EU members say Salmonella outbreak linked to Polish eggs
It’s unclear how many members of the European Union received eggs from Poland that have been implicated in an ongoing Salmonella outbreak that began in July 2015 and has sickened almost 150 people.
Belgium, France and Germany received some of the eggs, according to information filed with the European Commission’s Rapid Alert System for Food and Feed (RASFF). As many as 10 countries may have received the eggs, according to reports from Radio Poland
Croatia and the Netherlands filed official notifications last week with RASFF. Chicken eggs from Poland were sampled Oct. 12 for Salmonella enteritidis and the eggs have been withdrawn from the market in Croatia, according to its notification.
After testing a large number of eggs, Croatian health authorities have not isolated salmonella in any samples taken, according to the country’s agriculture officials who issued a statement Thursday.
“Following the official information provided by the Health Ministry about a case of food poisoning caused by Salmonella believed to have come from eggs and a notification received through the EU RASFF food and safety alerts system about a possible salmonella outbreak in several member states, Minister Tomislav Tolusic, acting in agreement with the Health Minister, is notifying the public that eggs originating from Poland are being recalled from the market,” the Croatian Agriculture Ministry said in a news release.
The European Commission set up a meeting Friday with representatives from several EU countries to discuss the situation. The Polish Agricultural Ministry reported the eggs had been sent to Belgium, the Netherlands and Croatia, according to Radio Poland
Although distribution details remain unclear, Belgium officials reported the eggs did not go to retailers.
However, the Federal Agency for the Safety of the Food Chain in Belgium “several shipments of Polish eggs contaminated with Salmonella” were distributed to seven EU countries, including hundreds of restaurants in Belgium, from “various Dutch suppliers.”
Resurgence of outbreak
Health, agriculture and food safety officials in six EU countries have been watching the Salmonella outbreak since July 2015. The European Center for Disease Prevention and Control (ECDC) thought the outbreak was over early this year, but a surge of new cases that began in April refocused attention, with the case count estimated at 150 in recent weeks.

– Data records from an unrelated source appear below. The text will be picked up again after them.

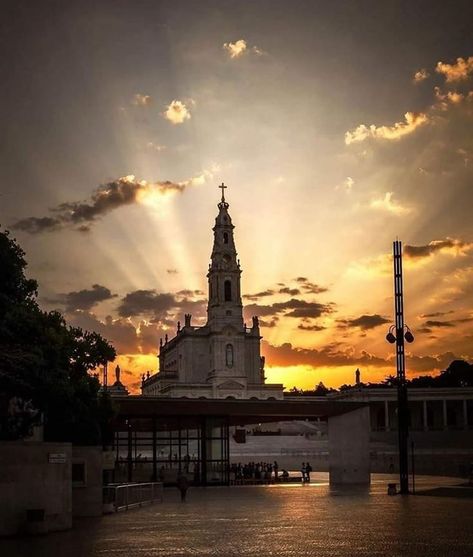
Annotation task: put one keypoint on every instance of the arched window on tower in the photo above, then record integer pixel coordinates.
(227, 287)
(229, 355)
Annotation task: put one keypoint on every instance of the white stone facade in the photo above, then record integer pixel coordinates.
(221, 359)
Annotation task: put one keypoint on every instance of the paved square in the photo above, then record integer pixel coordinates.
(268, 521)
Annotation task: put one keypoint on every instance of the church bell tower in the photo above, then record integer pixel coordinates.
(225, 307)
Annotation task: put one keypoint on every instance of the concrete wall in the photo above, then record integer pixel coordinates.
(349, 447)
(87, 495)
(35, 476)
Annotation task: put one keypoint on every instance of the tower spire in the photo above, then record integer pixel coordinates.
(223, 187)
(225, 306)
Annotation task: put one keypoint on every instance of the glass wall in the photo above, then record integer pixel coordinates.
(153, 450)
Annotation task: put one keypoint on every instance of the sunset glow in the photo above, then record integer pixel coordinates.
(330, 150)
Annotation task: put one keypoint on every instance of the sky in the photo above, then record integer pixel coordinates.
(337, 127)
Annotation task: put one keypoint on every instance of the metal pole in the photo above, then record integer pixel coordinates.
(402, 407)
(155, 463)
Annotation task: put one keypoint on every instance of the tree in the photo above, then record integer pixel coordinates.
(44, 364)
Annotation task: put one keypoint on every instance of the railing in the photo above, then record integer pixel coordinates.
(126, 496)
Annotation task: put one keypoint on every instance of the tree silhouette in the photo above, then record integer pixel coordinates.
(45, 365)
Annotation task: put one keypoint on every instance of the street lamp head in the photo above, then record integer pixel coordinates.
(390, 338)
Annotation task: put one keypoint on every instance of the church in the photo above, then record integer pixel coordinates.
(221, 359)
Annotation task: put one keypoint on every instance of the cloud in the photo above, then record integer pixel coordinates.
(236, 49)
(84, 299)
(302, 308)
(386, 203)
(120, 332)
(106, 198)
(290, 291)
(290, 308)
(240, 47)
(439, 324)
(258, 295)
(314, 328)
(334, 355)
(141, 100)
(457, 71)
(162, 307)
(269, 324)
(450, 246)
(421, 75)
(413, 120)
(444, 100)
(177, 112)
(310, 287)
(348, 183)
(436, 314)
(155, 146)
(365, 322)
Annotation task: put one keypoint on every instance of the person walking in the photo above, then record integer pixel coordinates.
(308, 470)
(182, 486)
(303, 472)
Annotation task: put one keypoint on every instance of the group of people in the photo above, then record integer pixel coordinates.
(306, 469)
(267, 471)
(258, 471)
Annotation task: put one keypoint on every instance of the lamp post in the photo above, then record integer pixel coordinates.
(396, 335)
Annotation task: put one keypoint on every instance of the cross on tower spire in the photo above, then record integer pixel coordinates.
(223, 187)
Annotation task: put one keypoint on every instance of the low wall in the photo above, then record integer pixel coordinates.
(87, 484)
(349, 447)
(35, 477)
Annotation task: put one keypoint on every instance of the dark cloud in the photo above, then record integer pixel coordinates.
(430, 323)
(146, 302)
(302, 308)
(436, 314)
(106, 198)
(364, 322)
(330, 355)
(310, 287)
(290, 291)
(314, 328)
(120, 332)
(269, 324)
(188, 293)
(449, 244)
(258, 310)
(334, 355)
(84, 299)
(161, 307)
(258, 295)
(290, 308)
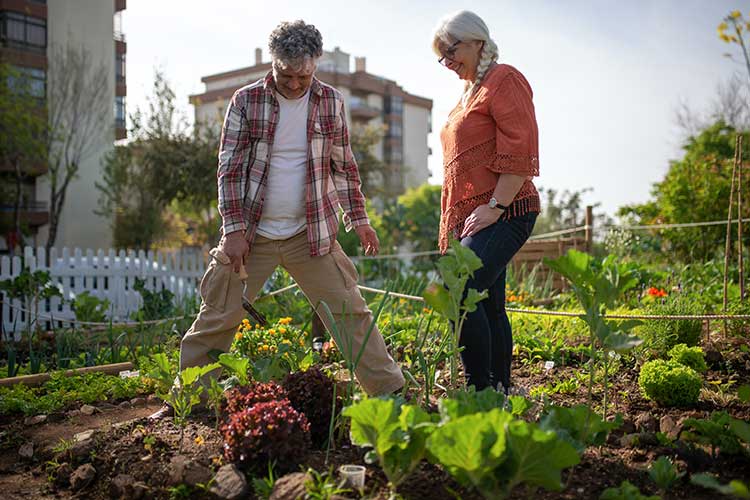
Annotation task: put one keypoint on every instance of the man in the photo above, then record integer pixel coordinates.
(285, 168)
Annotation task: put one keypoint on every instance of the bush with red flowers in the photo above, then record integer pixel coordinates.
(311, 393)
(266, 432)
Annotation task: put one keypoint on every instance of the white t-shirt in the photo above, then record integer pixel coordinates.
(284, 204)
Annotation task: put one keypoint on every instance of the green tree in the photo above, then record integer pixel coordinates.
(695, 189)
(23, 126)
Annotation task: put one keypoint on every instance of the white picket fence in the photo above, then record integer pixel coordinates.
(106, 275)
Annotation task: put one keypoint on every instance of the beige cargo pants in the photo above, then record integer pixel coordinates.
(330, 278)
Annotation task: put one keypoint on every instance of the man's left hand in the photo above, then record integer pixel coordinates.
(369, 239)
(483, 216)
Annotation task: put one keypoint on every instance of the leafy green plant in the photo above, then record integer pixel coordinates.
(669, 383)
(664, 473)
(185, 394)
(578, 425)
(156, 304)
(90, 308)
(735, 488)
(689, 356)
(396, 433)
(495, 453)
(720, 432)
(598, 286)
(451, 299)
(626, 491)
(663, 335)
(323, 486)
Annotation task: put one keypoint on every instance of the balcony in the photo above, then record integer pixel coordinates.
(359, 108)
(33, 213)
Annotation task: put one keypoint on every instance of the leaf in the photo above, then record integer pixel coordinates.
(535, 457)
(744, 393)
(436, 296)
(735, 487)
(471, 447)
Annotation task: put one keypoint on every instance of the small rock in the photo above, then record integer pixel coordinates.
(645, 422)
(62, 475)
(26, 451)
(648, 439)
(121, 486)
(84, 436)
(88, 410)
(229, 483)
(629, 440)
(82, 477)
(36, 420)
(668, 426)
(290, 486)
(184, 470)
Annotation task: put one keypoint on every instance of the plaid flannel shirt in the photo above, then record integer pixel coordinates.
(244, 156)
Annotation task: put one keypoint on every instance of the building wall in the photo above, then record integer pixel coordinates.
(416, 150)
(86, 23)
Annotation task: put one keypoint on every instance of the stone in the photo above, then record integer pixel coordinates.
(229, 483)
(184, 470)
(88, 410)
(62, 475)
(26, 451)
(36, 420)
(645, 422)
(82, 477)
(668, 426)
(629, 441)
(121, 486)
(290, 486)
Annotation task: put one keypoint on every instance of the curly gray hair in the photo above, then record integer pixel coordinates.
(295, 43)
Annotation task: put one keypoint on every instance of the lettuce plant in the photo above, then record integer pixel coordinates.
(597, 286)
(265, 432)
(669, 383)
(396, 432)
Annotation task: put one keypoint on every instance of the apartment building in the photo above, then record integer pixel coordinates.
(370, 100)
(32, 33)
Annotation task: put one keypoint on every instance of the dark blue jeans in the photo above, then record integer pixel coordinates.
(486, 335)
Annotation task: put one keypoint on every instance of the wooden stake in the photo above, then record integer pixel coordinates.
(739, 217)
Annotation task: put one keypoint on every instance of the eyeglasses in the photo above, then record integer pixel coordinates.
(449, 53)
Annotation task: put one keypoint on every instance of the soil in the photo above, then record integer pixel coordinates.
(122, 448)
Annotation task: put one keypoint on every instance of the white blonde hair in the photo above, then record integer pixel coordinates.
(465, 26)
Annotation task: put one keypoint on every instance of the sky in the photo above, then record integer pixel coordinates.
(607, 75)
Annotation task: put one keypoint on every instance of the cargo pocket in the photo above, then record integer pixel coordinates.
(215, 283)
(345, 266)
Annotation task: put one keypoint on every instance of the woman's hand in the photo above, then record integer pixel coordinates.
(482, 216)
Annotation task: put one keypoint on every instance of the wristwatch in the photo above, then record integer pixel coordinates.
(495, 204)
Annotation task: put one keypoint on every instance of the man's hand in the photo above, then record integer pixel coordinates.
(483, 216)
(368, 238)
(236, 247)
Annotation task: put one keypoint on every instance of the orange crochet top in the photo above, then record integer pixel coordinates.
(496, 133)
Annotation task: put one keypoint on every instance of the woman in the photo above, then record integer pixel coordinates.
(490, 154)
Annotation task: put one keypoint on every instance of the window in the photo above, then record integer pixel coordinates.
(120, 68)
(120, 112)
(30, 80)
(19, 30)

Amidst the ongoing outbreak, the ECDC reported in August that infections from Salmonella bacteria declined from 2006 through 2010.
“There was an 8.8 percent reduction in the number of confirmed cases between 2009 (with) 108,618 confirmed cases and 2010 (with) 99,020 confirmed cases. This decline has been attributed to the successful implementation of Salmonella
control programs in poultry populations,” according to the August report.
That good news was tempered this week with the publication of research in the European journal on infectious diseases, Eurosurveillance,
that while control measures have been somewhat successful they have not address all laying hens whose eggs are produced for sale.
“Despite the overall decrease in outbreaks of Salmonella infection in the EU, surveillance data since 1991 in Poland have shown that egg products play a pivotal role in the occurrence of salmonellosis outbreaks in humans, with 63 percent of the outbreaks between 2005 and 2010 being linked to this source,” according to the research abstract.
“The most striking increase has been in the proportion of outbreaks due to S. Enteritidis infection linked with the consumption of home-produced eggs: surveillance data show an increase from 76 percent of all S. Enteritidis outbreaks in 2004 to 82 percent in 2010.”